Thoughts so far based on input top to bottom.

@Dexesttp

However, creating a new repository for this raises several organization questions. What are the limits of the file we would put in this repository ? Do we limit it to specific files ? Shouldn't already existing .xml files be in this repository too, as they are also in their own way "analysis tools" ?

We don't need to create a new repo if we don't want to. This repo can be repurposed and renamed if required. One reason not too is that existing issues would need to be ported to the new repo. There hasn't been enough attention to the kfm repo, so it would be less effort to recreate the issues again here.

There's a need to determine what is the intended purpose of a new repository for analysis tools, if there's a will to create it.

The main point to consider is whether to limit the file type in this repository to a single format, therefore duplicating repositories for each format. An example of an end result would be :

niftools/010-templates : contains 010 specific templates in the .btformat Feel free to give your opinion about these problems below.

You have put in a good deal of consideration into this. From an organisational point of view how best to tackle the problem is indeed an important consideration. I suppose it is a question where we keep the separate repos for each format we wish to support and have a super repo, have separate repos for each and import them into the super repo as a submodule. I suppose the main case for each would be consistency. I think there is pros and cons for each, but I would probably be in favour initially of the first option, but open to opinions on each.

@jonwd7 I suppose I am mainly thinking at the higher level structural point of view at the moment.
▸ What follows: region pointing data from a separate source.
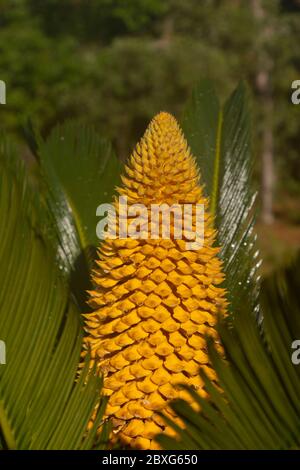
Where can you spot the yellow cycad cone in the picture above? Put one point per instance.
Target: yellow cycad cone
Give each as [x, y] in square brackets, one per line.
[154, 300]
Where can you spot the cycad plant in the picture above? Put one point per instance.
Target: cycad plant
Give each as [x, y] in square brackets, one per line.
[152, 320]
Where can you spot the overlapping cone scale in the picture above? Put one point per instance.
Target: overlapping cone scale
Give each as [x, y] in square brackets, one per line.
[154, 301]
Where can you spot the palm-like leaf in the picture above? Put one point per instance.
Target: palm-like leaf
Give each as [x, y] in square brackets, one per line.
[258, 407]
[220, 138]
[80, 171]
[42, 406]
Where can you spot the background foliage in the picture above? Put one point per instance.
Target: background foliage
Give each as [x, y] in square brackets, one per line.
[118, 62]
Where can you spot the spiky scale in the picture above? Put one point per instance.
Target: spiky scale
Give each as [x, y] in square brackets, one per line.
[154, 300]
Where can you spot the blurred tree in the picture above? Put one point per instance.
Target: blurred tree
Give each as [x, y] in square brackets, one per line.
[117, 62]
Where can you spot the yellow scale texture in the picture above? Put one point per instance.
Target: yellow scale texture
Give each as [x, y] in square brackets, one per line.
[154, 300]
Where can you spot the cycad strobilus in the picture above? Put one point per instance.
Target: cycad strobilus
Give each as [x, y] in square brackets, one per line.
[154, 300]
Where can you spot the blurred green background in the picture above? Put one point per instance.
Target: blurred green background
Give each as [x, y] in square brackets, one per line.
[115, 63]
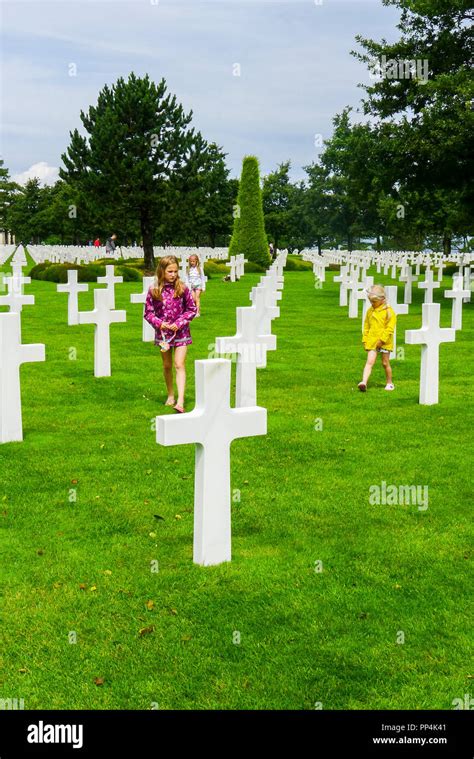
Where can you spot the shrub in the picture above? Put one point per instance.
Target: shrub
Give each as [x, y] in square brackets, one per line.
[248, 236]
[128, 273]
[294, 263]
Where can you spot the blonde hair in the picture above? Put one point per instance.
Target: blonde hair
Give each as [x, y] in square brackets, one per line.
[377, 292]
[198, 265]
[159, 283]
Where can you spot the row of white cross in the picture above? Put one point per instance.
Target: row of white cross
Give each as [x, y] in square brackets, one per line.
[214, 424]
[211, 426]
[429, 336]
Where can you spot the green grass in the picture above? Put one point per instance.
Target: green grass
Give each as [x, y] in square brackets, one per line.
[305, 636]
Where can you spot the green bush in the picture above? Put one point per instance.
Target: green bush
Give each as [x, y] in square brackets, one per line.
[211, 267]
[128, 273]
[58, 272]
[295, 263]
[248, 236]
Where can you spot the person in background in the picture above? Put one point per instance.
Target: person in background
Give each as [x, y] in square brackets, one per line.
[379, 326]
[195, 280]
[110, 245]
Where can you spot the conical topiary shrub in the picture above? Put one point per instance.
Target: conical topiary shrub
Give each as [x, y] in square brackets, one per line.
[248, 236]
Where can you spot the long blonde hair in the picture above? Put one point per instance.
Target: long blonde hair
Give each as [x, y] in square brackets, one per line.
[159, 283]
[198, 265]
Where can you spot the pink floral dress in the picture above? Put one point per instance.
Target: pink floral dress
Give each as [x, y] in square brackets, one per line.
[179, 311]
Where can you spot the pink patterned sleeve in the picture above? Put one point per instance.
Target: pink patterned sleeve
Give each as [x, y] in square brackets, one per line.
[189, 311]
[149, 314]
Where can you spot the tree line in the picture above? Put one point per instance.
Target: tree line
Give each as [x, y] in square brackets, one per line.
[399, 175]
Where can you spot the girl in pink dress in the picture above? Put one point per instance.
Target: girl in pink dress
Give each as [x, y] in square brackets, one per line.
[169, 308]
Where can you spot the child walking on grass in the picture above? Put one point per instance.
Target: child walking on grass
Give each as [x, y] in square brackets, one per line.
[195, 280]
[169, 308]
[379, 327]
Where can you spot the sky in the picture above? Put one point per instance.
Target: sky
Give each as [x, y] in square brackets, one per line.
[262, 77]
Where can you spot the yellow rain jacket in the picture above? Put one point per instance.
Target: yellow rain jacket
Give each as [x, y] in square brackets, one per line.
[379, 325]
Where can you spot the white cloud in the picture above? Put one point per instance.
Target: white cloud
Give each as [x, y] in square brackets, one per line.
[47, 175]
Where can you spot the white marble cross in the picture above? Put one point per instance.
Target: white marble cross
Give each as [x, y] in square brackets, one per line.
[399, 308]
[241, 261]
[15, 299]
[354, 287]
[73, 288]
[408, 277]
[266, 312]
[12, 355]
[343, 278]
[18, 279]
[212, 426]
[362, 295]
[234, 269]
[148, 332]
[458, 294]
[250, 347]
[102, 316]
[429, 336]
[428, 286]
[110, 280]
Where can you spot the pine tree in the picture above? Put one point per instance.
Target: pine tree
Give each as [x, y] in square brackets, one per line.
[139, 143]
[249, 235]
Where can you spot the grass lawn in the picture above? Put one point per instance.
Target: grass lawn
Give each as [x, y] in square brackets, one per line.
[81, 570]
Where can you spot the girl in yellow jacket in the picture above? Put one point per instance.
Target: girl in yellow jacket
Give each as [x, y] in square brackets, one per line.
[379, 327]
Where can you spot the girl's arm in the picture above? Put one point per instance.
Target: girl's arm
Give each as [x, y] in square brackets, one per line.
[366, 328]
[149, 314]
[189, 309]
[389, 327]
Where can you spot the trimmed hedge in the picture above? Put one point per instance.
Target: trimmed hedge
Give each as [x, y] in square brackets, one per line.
[295, 263]
[248, 235]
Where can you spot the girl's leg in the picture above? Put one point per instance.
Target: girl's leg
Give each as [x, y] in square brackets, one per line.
[168, 374]
[371, 359]
[387, 367]
[179, 363]
[197, 300]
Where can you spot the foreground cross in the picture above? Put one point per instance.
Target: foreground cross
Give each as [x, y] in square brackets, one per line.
[110, 280]
[400, 309]
[12, 355]
[212, 426]
[458, 294]
[430, 336]
[250, 347]
[73, 288]
[148, 332]
[102, 317]
[261, 297]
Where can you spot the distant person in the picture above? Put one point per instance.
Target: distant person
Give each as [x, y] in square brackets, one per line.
[195, 280]
[379, 326]
[169, 308]
[110, 245]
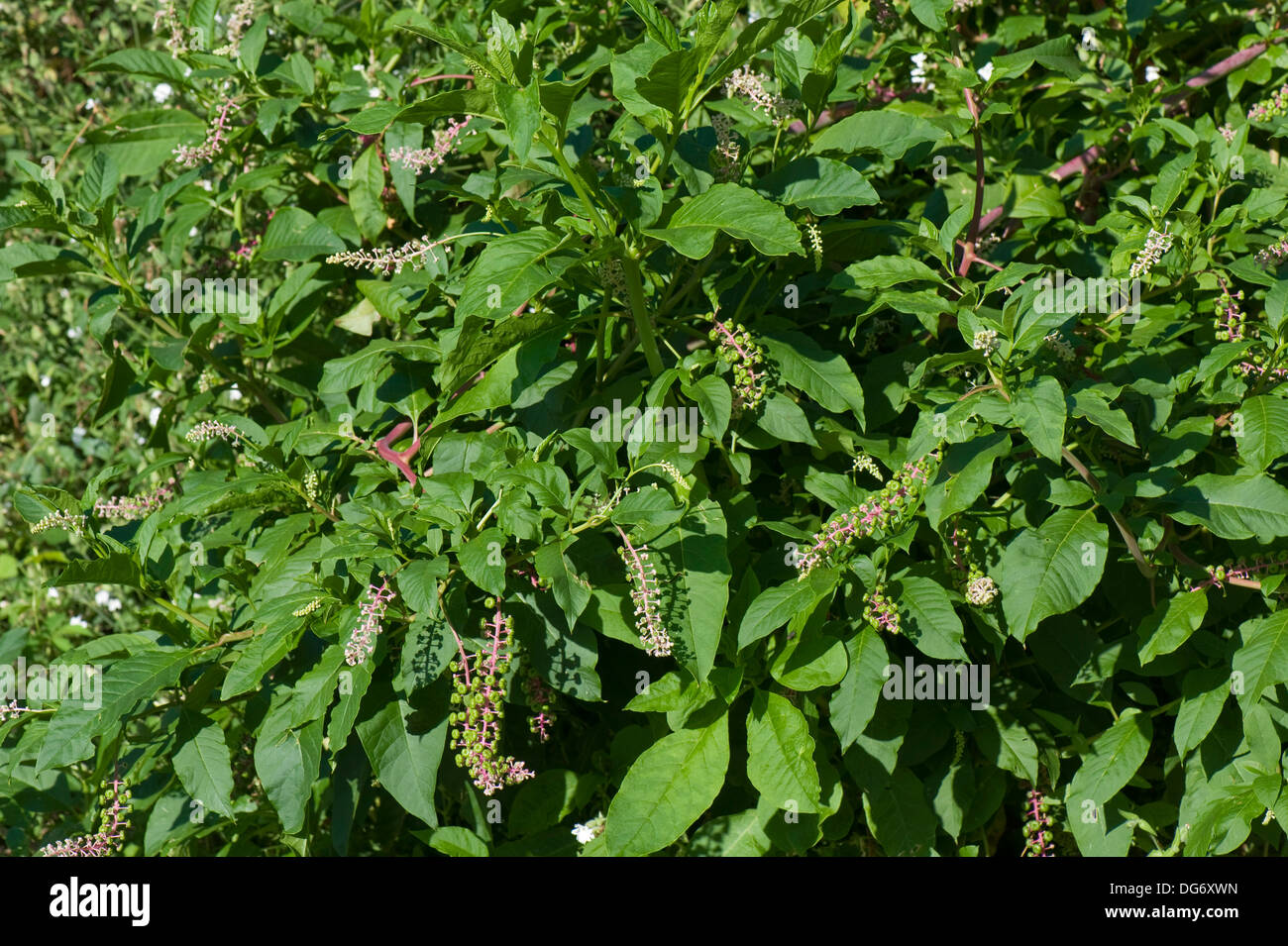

As a general rule of thumb, I prefer convention over configuration. If we decide on a standardised layout which facilitates the above, I don't see why as you said yourself the ideas mentioned would not be mutually beneficial to all format users.

My own thoughts are that the format descriptions are a bit static, in that they are at any point in time show what the current understanding is, but lacking the context. If we can add additional tools, which enables a collaborative process and enables people to see the context then this is a marked improvement.

neomonkeus commented 8 years ago

One thing I was thinking about, not sure how likely it is to happen.If we go the super repo route, how would we handle per version updates for any specific format?

For example, if we have an update to the nif format commit 1, then an update for the bsa 2. In the super repo scenario, you can't isolate the changes from one or the other. If you only want the bsa format changes, the nif changes come along for the ride.

hexabits commented 8 years ago

@Dexesttp @neomonkeus @ttl269 I have started doing this in my repo here: https://github.com/jonwd7/0x6e6966746f6f6c73

With an emphasis on support for version 20.2.0.7 NIFs.

With the easier to write C-style structs I have had an easy time filling out all of the data definitions from our existing knowledge in nif.xml, and I've already started fixing and adding onto our existing knowledge. I've lost count of the unknown values I've decoded. There is also a lot wrong with the nif.xml definitions of NiParticleSystem and NiParticlesData especially.

In case you're wondering I've gotten all this new information from the DLLs for the FO4 exporter and other tools. Despite being for FO4, a lot of the stuff in there dates back to FO3 or earlier. It seems that 100% of Bethesda's Save/Load code uses solely the stream version (what we call User Version 2). So basically all the conditions in nif.xml where we use User Version 11/12 in expressions is not ideal.

Unfortunately, I don't know if I have the patience to port all of this back to nif.xml. Having to work around stuff that's in there for archaic or obscure NIF versions that I don't even have enough of to test on makes it infeasible for me.